用意されていたクッキーが残り三枚になったところで、俺は息を吸った。
「ねぇ、ディル」
「何ですか?」
「――春になったら、しばらくここには来てはいけないよ」
直後、ディルは分かりやすく固まった。膝に両手を置いたお利口さんの姿勢のまま、俺を呆然と見上げた。
「……ど、どうしてですか?」
「少し、厄介なことがあってね。ディルが来てくれるのは私もとても嬉しいけれど、ここに来ると危ないかもしれない」
二日前、フィルシーに付けている部下から伝達があったと、俺はイオから報告を受けた。いよいよ、透過の魔法を会得したそうだ。気配や音までは消えないものの、姿は完璧に見えなくなるらしい。
また、今年最後のお茶会の帰り、フィルシーは第四王子の居場所についてしつこく聞いたという知らせが上がっている。城門までの案内役兼護衛として付いていた騎士に、第四王子のもとまで案内しろと言ったようだ。騎士がしらを切り続けると渋々諦めたが、とてつもなく焦っている様子だったらしい。

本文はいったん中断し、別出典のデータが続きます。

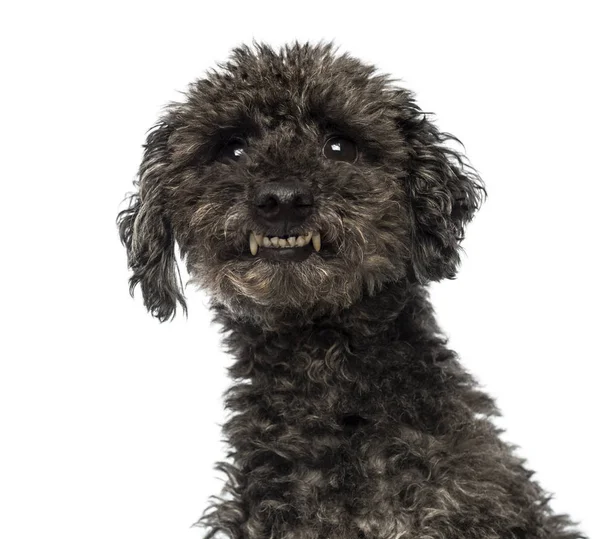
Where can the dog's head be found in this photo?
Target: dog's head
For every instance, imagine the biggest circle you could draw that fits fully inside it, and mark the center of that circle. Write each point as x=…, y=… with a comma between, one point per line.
x=295, y=181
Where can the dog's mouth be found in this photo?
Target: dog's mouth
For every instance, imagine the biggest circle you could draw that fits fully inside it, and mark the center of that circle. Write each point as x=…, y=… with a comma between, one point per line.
x=294, y=248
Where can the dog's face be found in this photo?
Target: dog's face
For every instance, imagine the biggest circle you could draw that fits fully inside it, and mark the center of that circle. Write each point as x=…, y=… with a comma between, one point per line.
x=295, y=182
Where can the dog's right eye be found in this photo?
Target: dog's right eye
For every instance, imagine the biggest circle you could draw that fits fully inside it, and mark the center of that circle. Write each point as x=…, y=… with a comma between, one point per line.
x=233, y=150
x=340, y=149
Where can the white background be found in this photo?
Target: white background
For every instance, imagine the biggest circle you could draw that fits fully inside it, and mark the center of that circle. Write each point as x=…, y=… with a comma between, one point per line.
x=109, y=420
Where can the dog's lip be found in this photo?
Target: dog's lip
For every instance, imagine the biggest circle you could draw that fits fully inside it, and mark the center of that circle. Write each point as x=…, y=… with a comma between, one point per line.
x=286, y=254
x=261, y=243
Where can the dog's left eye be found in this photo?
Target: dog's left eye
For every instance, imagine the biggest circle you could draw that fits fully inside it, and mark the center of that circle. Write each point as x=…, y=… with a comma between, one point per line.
x=340, y=149
x=233, y=150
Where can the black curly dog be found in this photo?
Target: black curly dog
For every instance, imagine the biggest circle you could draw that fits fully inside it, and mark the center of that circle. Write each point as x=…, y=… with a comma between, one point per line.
x=315, y=201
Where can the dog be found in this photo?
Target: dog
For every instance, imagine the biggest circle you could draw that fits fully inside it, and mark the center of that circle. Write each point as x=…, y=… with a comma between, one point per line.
x=314, y=201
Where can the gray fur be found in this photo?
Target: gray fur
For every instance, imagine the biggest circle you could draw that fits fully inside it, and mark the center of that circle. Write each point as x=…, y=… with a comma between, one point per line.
x=350, y=418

十中八九、フィルシーは第四王子が他のアルクシアン王家によって虐げられていると思っている。そして、二年を掛けて透明化の魔法を体得した。その前提をもって今後何をするかは、きっと俺の想像と大差無い。正義感に酔った馬鹿が取る行動など、安直的で短絡的だと相場が決まっている。
「本宮でも、一人になってはいけないよ。必ず騎士を側に置いて、なるべく外には出ないようにして」
「何か、危ないことがあるんですか……?」
「まだ分からない。でも、もしもそうなってしまったときに、私はディルに傷ついてほしくないんだよ。分かるね?」
リーヴェには、母上が付いている。母上には公務もあるので、四六時中共にいるというわけではないものの、守りは万全の体制を敷かれている。それは次期国王である俺も同様であるうえ、俺自身がそれなりに魔法を使える。

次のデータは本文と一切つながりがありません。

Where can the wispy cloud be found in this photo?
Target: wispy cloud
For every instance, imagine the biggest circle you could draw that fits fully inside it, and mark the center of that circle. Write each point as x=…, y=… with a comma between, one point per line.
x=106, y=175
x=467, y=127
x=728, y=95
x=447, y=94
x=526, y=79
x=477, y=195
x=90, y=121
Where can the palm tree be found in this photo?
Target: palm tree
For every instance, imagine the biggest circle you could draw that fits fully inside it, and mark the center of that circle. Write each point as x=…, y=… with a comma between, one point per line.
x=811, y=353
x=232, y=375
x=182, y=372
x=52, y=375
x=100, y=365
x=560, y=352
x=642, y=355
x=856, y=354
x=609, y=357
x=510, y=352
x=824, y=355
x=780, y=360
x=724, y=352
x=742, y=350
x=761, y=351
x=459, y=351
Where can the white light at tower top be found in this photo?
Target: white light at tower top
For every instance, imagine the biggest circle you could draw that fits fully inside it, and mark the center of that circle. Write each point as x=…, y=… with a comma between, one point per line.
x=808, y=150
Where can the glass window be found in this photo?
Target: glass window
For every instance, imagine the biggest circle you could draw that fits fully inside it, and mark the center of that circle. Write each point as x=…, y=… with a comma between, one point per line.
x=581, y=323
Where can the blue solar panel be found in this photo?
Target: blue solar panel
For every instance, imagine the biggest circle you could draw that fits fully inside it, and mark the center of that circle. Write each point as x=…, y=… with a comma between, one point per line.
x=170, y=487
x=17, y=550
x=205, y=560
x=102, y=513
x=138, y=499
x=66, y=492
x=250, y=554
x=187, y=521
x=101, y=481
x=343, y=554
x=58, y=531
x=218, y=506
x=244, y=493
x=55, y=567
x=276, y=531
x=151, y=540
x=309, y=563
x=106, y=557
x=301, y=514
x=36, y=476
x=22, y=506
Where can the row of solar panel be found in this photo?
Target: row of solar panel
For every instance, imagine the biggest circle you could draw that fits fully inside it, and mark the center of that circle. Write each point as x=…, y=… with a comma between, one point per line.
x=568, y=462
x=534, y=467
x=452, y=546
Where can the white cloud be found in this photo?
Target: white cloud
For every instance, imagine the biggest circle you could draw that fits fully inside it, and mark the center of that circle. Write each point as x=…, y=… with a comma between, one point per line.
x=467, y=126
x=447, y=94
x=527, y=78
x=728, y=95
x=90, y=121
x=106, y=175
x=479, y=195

最も中途半端で襲われやすいのは、アルクシアン王家の証を持たず、第二王子であるディルだ。誰もが無意識に、ディルよりも俺とリーヴェを優先すべきだと考えてしまっている。加えてディルは一所に留まるということがなく、一日において移動時間の割合が大きい。隙の多さで言えば、存命するアルクシアン王家のうちで間違いなく一番だ。当然俺も追加の守備を手配しておくが、本人の注意を促す以上に優る防御は無い。
俺の言葉に対し、ディルはすんなりとは頷いてくれない。
「兄上は、大丈夫なんですか?」
「私は大丈夫だよ、ここには騎士が十分にいるからね」
「ジルは?」
「私が守るから、心配はいらないよ。ディルは、リーヴェを守ってあげて。いいね?」
リーヴェにはディルが必要なのだと暗に説かれ、ディルは考え込んだ。
「……はい、分かりました。私がリーヴェを守りますっ……!」
ようやく納得してくれたディルを、俺は優しく抱き締めた。実直なこの子を、あの転生者と会わせてはいけない。悟らせることなく、全てを速やかに片づけなくてはいけない。巻き込まないように、泣かせることがないように。
今から寂しがらずとも、俺とディルは春までにもう一度会える。それに、俺は夕食時には毎日本宮に通う予定だ。それでもなかなか戻ろうとしないディルを宥めながら、なんて純情でいじらしいのだろうと、俺は最愛の弟への愛をいっそう深めた。